Das ist mit Sicherheit so, denn wir sind einer von nur wenigen Straßenbahnbauern in Deutschland. Wenn wir uns die Aufträge anschauen, die jetzt speziell auf die Kunden angepasst sind, wird es für die Städte sehr schwer, jemanden zu finden, der ersatzweise einspringt. Das wäre für die Kunden extrem schwer. Grundsätzlich gewinnt der ÖPNV in allen mittelgroßen und großen Städten Deutschlands an Bedeutung. Dort, wo Straßenbahninfrastruktur schon vorhanden ist, ist es einfach das effizienteste Verkehrsmittel. Wir sind wirklich zuversichtlich, dass die Neuaufstellung gelingt.

Worauf können sich die Fahrgäste in Leipzig einstellen mit den neuen XXL-Trams?
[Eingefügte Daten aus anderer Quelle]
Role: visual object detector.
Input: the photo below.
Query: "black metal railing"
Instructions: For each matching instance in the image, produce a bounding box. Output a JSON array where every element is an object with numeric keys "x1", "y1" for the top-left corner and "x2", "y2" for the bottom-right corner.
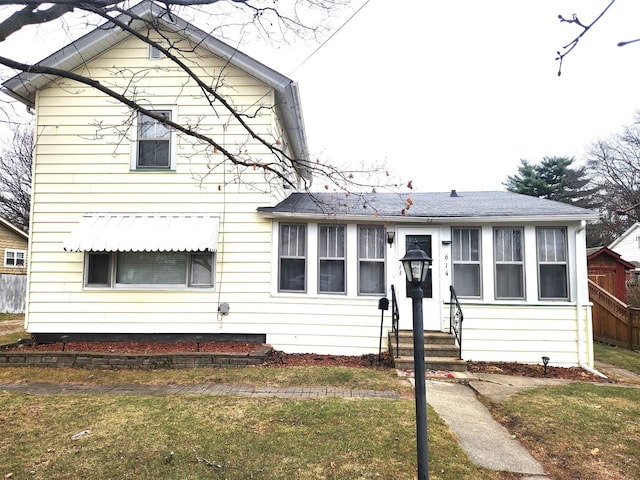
[
  {"x1": 391, "y1": 285, "x2": 400, "y2": 358},
  {"x1": 449, "y1": 285, "x2": 464, "y2": 360}
]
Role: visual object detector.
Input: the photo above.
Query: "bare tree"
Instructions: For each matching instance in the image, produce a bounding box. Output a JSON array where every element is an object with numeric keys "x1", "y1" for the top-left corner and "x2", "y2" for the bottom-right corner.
[
  {"x1": 0, "y1": 126, "x2": 33, "y2": 232},
  {"x1": 556, "y1": 0, "x2": 640, "y2": 76},
  {"x1": 587, "y1": 116, "x2": 640, "y2": 243},
  {"x1": 0, "y1": 0, "x2": 400, "y2": 197}
]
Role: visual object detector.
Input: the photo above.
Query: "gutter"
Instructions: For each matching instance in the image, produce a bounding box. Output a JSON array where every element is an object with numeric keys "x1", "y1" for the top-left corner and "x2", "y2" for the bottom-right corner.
[{"x1": 575, "y1": 220, "x2": 608, "y2": 378}]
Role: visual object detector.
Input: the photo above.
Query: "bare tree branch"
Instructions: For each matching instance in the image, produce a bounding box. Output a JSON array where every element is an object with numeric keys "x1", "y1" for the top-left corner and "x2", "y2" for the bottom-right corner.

Erst einmal sieht die Bahn mega aus. Im Innenraum punktet sie mit dem modernen Design, das mit den LVB für die Leipziger entwickelt wurde: Es gibt eine geschwungene Deckenform und eine tolle Beleuchtung, bei der man sich als Fahrgast wohlfühlt. Hinzu kommt eine moderne technische Ausstattung mit WLAN und USB-Ladebuchsen. Wichtig ist zudem die Verbreiterung: Die Fahrgäste haben mehr Platz, insbesondere für Kinderwagen und Rollstühle.